Lana Turner, the sweater girl-turned-glamorous star whose career was overshadowed by her many marriages and the killing of a gangster boyfriend by her daughter, has died at 75.
Turner, who disclosed in May 1992 that she had been treated for throat cancer, died Thursday at her Century City home with her daughter, Cheryl Crane, at her side, said police Officer Sonia Monaco."She was doing fine. This was a total shock," Crane told Daily Variety columnist Army Archerd. "She'd completed seven weeks of radiation a short while ago, and it looked like she was fine. She just took a breath and she was gone."
The actress remained a star from the 1940s until the mid-1960s, winning an Academy Award nomination as best actress for "Peyton Place" in 1957 after she left her longtime studio, MGM.
Over the years, she appeared opposite the screen's top leading men in such films as "Johnny Eager" (Robert Taylor), "Honky Tonk" (Clark Gable), "The Postman Always Rings Twice" (John Garfield), "The Bad and the Beautiful" (Kirk Douglas), "The Sea Chase" (John Wayne) and "Cass Timberlane" (Spencer Tracy).
"She was not just beautiful in form, she was beautiful in heart," said veteran comedian Milton Berle, a friend of Turner's. "Lana was a very good, good and fine actress, besides being a glamour girl. She was fun. . . . I for one, with many, many millions, are really going to miss her."
Turner's entrance into movies became part of Hollywood lore. She was discovered at a soda fountain when she was a teenage schoolgirl - though not, as legend had it, at Schwab's drug store.
Her early film appearances earned her the nickname "the Sweater Girl" and a pinup place in many a soldier's locker.
Her love life made even more headlines than her acting career. Turner was married seven times and had many well-publicized romances with such figures as Howard Hughes, Tyrone Power and Fernando Lamas.
One of her love affairs ended in abuse and sensational headlines when hoodlum Johnny Stompanato was killed. He was hitting Turner in her Beverly Hills bedroom on April 5, 1958, when Crane, then 15, rushed in and fatally stabbed him with a carving knife.
The killing was ruled a justifiable homicide on the grounds that the girl believed her mother was in danger.
Julia Jean Mildred Frances Turner was born on Feb. 8, 1920, in Wallace, Idaho. Her father died when she was young, the victim of a robbery-murder.
After living for a time in San Francisco, Turner and her mother moved to Los Angeles in 1936, and the girl enrolled at Hollywood High School. One day she cut her typing class to run across the street to the malt shop. There she had the fateful meeting with William R. Wilkerson, publisher of the trade paper Hollywood Reporter.

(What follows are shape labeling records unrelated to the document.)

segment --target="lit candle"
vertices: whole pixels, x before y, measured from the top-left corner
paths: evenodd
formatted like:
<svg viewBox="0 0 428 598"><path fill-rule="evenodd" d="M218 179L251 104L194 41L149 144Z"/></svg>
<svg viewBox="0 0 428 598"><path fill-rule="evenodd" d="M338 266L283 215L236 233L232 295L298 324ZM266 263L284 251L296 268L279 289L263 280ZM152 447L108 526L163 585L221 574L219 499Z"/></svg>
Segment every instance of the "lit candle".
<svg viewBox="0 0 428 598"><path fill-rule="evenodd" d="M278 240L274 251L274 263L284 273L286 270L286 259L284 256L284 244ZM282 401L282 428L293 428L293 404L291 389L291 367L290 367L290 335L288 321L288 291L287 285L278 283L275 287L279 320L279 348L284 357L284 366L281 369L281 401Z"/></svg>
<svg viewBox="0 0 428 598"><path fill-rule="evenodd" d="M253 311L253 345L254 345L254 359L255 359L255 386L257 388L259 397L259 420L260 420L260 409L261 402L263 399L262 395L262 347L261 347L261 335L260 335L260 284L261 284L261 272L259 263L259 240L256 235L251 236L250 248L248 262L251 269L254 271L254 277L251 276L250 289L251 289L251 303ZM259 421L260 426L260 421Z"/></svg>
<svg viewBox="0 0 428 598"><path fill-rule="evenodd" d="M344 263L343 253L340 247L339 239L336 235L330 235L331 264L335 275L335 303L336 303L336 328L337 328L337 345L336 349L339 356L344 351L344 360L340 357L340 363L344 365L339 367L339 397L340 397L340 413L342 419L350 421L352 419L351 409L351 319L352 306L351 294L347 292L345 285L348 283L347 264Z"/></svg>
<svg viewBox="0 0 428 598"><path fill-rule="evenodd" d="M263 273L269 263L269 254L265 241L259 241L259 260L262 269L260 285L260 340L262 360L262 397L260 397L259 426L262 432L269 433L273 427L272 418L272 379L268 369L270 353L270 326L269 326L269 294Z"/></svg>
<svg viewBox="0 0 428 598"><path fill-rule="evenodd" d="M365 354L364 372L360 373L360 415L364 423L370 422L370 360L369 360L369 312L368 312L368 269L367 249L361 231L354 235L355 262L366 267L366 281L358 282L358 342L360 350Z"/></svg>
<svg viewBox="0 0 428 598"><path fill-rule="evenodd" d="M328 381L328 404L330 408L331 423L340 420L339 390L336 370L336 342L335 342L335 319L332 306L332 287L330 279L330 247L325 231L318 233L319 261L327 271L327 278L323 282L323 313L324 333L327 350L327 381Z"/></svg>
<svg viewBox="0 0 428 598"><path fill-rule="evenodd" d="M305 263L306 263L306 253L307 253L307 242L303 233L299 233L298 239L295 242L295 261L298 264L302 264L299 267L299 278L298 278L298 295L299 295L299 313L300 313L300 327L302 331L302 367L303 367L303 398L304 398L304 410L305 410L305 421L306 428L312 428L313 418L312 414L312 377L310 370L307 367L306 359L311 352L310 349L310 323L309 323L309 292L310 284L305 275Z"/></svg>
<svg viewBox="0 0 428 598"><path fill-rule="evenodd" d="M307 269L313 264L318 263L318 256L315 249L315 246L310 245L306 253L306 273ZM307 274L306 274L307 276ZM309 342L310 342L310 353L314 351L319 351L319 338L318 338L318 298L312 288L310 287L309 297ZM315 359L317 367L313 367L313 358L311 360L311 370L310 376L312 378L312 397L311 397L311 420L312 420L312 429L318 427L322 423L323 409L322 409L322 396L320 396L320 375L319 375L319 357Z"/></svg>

"Would you like to be in the movies?" Wilkerson asked.
"I don't know, I'll have to ask my mother," she replied.
The influential Wilkerson called director Mervyn LeRoy, who cast her in "They Won't Forget" as a sensuous Southern girl whose murder leads to a lynching. When Lana (newly named by LeRoy) walked down the town street in a tight sweater, her fortune was made.
She was signed to a contract at MGM, where she played Mickey Rooney's sweetheart in "Love Finds Andy Hardy" and other relatively minor roles. Her string of big movies began in 1941 with "Ziegfeld Girl," "Dr. Jekyll and Mr. Hyde" and "Honky Tonk."